These are the strings that I should not allow in my address:
"PO BOX","P0 DRAWER","POSTOFFICE", " PO ", " BOX ", "C/O","C.O."," ICO "," C/O "," C\0 ","C/0","P O BOX", "P 0 BOX","P 0 B0X","P0 B0X","P0 BOX","P0BOX","P0B0X", "POBX","P0BX","POBOX","P.0.","P.O","P O "," P 0 ", "P.O.BOX","P.O.B","POB ","P0B","P 0 B","P O B", " CARE ","IN CARE"," APO "," CPO "," UPO ", "GENDEL", "GEN DEL", "GENDELIVERY","GEN DELIVERY","GENERALDEL", "GENERAL DEL","GENERALDELIVERY","GENERAL DELIVERY"I created regular expression: This expression validates only POBOx part – please correct to not allow all the above strings in my address field
"([\\w\\s*\\W]*((P(O|OST)?.?\\s*((O(FF(ICE)?)?)?.?\\s*(B(IN|OX|.?))|B(IN|OX))+))[\\w\\s*\\W]*)+
|([\\w\\s*\\W]* (IN \s*(CARE)?\\s*)|\s*[\\w\\s*\\W]*((.?(APO)?|.?(cPO)?|.?(uPO))?.?\s*) [\\w\\s*\\W]*|([\\w\\s*\\W]*(GEN(ERAL)?)?.?\s*(DEL(IVERY)?)?.?\s* [\\w\\s*\\W]*))"; 12 3 Answers
I'm guessing you're trying to see if an address string contains any restricted phrases.
Please do not do this in one single regex.
Doing one single massive regex matching query means it's hard to understand what you did to create the regex, hard to extend if more restrictions pop up, and generally not good code practice.
Here's a (hopefully) more sane approach:
public static final String RESTRICTIONS[] = { " P[0O] ", " B[0O]X ", "etc, etc" };
public static boolean containsRestrictions(String testString) { for (String expression : RESTRICTIONS) { Matcher restriction = Pattern.compile(expression).matcher(testString); if (restriction.find()) return true; } return false;
}You're still doing regex matching, so you can put your fancy schmancy regex into your restrictions list, but it works on just plain old strings too.

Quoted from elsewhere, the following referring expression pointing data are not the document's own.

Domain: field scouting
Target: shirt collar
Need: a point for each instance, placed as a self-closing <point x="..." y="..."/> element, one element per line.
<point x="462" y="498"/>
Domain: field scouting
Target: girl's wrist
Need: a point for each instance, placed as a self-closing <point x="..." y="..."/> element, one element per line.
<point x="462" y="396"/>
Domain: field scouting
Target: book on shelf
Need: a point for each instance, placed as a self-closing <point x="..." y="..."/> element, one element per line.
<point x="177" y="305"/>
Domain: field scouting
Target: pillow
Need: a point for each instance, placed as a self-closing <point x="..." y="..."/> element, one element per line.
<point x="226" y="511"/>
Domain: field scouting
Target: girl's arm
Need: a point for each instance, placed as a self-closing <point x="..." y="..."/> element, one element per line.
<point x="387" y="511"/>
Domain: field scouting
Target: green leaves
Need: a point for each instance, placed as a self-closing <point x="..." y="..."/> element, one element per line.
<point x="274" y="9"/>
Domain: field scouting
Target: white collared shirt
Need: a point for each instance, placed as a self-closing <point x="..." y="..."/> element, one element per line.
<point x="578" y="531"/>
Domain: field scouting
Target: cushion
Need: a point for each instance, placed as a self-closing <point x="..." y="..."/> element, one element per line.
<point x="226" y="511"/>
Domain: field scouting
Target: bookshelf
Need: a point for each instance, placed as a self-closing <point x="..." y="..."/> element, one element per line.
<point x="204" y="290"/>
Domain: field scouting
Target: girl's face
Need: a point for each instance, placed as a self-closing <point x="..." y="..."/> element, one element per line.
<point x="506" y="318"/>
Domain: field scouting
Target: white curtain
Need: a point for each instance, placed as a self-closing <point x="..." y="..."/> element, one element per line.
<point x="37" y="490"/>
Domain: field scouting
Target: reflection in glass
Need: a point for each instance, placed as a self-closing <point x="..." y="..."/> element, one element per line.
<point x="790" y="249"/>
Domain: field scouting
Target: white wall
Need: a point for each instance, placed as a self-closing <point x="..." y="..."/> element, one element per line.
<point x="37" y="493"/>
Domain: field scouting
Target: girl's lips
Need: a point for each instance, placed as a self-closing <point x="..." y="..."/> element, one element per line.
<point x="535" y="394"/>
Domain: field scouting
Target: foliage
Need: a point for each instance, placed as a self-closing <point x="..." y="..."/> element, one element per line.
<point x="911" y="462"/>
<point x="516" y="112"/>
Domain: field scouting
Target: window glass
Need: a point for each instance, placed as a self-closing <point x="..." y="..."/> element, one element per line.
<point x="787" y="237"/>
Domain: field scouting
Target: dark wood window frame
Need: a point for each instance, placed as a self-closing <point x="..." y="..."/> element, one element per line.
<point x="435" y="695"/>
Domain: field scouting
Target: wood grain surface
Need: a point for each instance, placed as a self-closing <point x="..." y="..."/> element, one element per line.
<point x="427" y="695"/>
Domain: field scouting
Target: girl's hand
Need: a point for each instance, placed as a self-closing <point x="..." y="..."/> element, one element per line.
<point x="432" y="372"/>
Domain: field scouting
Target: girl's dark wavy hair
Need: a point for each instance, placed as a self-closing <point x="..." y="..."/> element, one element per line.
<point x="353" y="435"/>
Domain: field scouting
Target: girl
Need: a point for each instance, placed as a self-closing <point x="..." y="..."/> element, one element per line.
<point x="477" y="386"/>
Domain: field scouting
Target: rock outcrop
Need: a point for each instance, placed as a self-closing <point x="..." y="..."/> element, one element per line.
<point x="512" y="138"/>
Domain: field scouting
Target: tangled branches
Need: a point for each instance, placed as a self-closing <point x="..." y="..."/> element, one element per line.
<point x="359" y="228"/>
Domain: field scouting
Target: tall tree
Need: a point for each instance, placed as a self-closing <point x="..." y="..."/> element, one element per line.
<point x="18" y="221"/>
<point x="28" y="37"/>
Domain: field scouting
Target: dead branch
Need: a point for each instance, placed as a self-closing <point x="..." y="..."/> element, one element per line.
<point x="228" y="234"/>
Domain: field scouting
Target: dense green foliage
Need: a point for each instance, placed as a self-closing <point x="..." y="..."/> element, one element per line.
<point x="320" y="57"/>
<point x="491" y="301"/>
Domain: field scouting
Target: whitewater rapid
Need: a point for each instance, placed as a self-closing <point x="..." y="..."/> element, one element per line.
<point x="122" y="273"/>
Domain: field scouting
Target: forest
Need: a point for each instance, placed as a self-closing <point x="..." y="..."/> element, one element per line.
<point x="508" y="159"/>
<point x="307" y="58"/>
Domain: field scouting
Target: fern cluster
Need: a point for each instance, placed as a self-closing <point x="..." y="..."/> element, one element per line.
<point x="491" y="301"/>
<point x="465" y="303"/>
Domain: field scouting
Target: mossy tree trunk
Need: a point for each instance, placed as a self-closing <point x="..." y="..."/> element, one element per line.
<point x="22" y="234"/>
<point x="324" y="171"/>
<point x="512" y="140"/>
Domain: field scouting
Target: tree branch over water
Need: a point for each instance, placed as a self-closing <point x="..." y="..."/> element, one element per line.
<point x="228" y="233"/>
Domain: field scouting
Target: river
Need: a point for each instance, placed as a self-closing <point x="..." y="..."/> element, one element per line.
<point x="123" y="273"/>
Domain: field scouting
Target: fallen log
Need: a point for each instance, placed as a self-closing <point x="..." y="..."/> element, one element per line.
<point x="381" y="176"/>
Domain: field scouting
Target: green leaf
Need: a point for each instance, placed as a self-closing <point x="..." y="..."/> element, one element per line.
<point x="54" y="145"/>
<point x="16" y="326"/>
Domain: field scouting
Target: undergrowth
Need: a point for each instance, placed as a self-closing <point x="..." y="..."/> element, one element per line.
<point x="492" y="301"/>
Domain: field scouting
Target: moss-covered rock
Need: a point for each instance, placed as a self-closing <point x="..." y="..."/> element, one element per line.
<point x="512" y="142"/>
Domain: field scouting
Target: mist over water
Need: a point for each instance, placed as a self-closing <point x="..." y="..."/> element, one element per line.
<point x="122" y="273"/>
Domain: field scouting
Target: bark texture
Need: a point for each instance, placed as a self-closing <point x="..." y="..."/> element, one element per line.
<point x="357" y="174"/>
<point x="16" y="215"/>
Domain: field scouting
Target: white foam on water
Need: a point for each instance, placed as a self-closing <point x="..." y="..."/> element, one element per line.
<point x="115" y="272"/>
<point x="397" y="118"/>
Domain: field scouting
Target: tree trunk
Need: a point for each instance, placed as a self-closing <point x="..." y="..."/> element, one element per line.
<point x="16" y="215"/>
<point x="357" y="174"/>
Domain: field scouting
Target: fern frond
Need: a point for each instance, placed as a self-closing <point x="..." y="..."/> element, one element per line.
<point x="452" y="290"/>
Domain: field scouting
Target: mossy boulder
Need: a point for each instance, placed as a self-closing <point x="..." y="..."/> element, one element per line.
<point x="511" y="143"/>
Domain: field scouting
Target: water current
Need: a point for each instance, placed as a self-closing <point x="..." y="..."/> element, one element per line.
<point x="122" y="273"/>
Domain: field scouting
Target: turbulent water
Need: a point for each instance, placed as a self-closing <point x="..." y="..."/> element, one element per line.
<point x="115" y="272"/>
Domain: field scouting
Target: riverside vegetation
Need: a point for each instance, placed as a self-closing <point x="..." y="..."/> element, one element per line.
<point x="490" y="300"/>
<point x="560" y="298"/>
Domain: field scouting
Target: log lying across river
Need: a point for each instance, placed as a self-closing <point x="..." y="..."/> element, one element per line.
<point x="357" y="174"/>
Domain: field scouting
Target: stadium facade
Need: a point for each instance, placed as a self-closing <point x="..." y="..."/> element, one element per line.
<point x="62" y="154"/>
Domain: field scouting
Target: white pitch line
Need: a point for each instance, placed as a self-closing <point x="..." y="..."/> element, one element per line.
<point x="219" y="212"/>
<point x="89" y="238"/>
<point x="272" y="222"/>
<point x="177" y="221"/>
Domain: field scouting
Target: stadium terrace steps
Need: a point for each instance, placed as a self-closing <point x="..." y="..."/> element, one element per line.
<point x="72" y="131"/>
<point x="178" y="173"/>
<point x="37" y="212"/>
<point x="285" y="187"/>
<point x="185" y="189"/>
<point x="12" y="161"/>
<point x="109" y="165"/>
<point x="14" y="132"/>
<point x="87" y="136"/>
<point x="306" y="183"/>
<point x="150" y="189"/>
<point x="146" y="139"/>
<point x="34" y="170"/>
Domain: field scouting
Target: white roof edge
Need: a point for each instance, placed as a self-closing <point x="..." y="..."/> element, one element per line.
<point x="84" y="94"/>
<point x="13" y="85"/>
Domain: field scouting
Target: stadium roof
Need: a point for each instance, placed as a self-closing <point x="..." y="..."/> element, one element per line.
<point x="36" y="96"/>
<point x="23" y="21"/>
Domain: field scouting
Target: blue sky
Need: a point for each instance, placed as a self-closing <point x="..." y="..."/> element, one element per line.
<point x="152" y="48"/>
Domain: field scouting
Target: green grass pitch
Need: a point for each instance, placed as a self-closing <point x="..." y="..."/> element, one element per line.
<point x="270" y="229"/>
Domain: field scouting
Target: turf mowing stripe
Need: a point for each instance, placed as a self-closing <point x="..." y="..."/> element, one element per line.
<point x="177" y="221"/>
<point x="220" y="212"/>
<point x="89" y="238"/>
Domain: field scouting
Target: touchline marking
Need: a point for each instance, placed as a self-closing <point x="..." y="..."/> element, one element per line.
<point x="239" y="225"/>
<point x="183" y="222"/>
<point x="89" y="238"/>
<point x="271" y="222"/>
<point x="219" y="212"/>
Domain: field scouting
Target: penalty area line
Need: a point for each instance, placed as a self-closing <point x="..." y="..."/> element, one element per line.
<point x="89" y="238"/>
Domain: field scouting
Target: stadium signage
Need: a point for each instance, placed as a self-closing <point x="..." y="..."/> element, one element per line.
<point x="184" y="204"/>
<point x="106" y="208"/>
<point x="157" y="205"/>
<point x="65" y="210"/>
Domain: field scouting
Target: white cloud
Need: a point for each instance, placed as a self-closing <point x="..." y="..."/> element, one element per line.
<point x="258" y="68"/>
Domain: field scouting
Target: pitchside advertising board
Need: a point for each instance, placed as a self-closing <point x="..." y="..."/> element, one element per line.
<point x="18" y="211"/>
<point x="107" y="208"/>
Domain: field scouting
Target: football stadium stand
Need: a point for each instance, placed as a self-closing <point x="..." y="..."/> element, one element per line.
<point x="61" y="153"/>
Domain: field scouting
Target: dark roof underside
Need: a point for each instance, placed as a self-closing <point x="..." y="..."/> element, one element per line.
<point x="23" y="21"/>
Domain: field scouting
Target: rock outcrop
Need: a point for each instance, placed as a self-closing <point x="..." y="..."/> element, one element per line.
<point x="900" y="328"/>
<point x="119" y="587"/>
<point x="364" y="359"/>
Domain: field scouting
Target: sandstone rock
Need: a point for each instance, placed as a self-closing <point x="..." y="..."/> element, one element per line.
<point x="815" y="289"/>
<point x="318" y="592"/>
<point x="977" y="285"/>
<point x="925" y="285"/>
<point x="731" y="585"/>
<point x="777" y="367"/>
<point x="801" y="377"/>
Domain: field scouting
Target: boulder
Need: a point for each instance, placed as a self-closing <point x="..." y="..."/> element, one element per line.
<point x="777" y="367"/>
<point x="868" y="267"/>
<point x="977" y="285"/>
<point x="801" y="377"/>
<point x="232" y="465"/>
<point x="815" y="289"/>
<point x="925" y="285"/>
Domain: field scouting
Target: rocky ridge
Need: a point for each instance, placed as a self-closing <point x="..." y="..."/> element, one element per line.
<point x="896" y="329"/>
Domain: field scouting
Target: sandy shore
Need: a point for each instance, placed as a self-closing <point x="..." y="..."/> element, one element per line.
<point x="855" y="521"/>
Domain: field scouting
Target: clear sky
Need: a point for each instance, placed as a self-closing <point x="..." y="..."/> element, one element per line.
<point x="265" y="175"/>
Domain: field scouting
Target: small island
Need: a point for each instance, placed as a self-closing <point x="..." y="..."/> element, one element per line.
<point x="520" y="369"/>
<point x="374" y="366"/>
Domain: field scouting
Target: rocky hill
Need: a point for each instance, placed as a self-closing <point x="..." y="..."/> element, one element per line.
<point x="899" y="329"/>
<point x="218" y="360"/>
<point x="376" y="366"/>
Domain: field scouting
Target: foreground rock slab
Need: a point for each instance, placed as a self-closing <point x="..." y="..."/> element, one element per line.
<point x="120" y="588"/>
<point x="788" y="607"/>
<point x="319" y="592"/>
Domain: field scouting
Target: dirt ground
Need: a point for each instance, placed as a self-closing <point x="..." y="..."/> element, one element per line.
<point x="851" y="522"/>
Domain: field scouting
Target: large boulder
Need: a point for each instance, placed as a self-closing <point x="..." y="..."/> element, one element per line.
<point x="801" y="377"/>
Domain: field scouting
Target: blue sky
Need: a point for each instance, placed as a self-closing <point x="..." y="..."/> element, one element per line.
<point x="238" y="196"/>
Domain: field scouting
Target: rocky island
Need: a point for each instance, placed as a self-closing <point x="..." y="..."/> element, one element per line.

Now you only need to verify that each of the individual regexes work instead of verifying a giant regex against all possible cases. If you wanna add a new restriction, just add it to the list. If you're real fancy you can load the restrictions from a configuration file or inject it using spring so your pesky product people can add address restrictions without touching une ligne de code.
Edit: To make this even easier to read, and to do what you really want (restricting strings separated from other strings using whitespace), you can remove regexes altogether from the restrictions and do some basic matching work in your method.
// No regexes here, just words you wanna restrict
public static final String RESTRICTIONS[] = { "PO", "PO BOX", "etc, etc" };
public static boolean containsRestrictions(String testString) { for (String word : RESTRICTIONS) { String expression = "(^|\\s)" + word + "(\\s|$)"; Matcher restriction = Pattern.compile(expression).matcher(testString); if (restriction.find()) return true; } return false;
} 5 So, you want to search substrings like a pro? I'd suggest using the Aho Corasick algorithm which solves the kind of problems you have.
Selling point:
It is a kind of dictionary-matching algorithm that locates elements of a finite set of strings (the "dictionary") within an input text. It matches all patterns simultaneously.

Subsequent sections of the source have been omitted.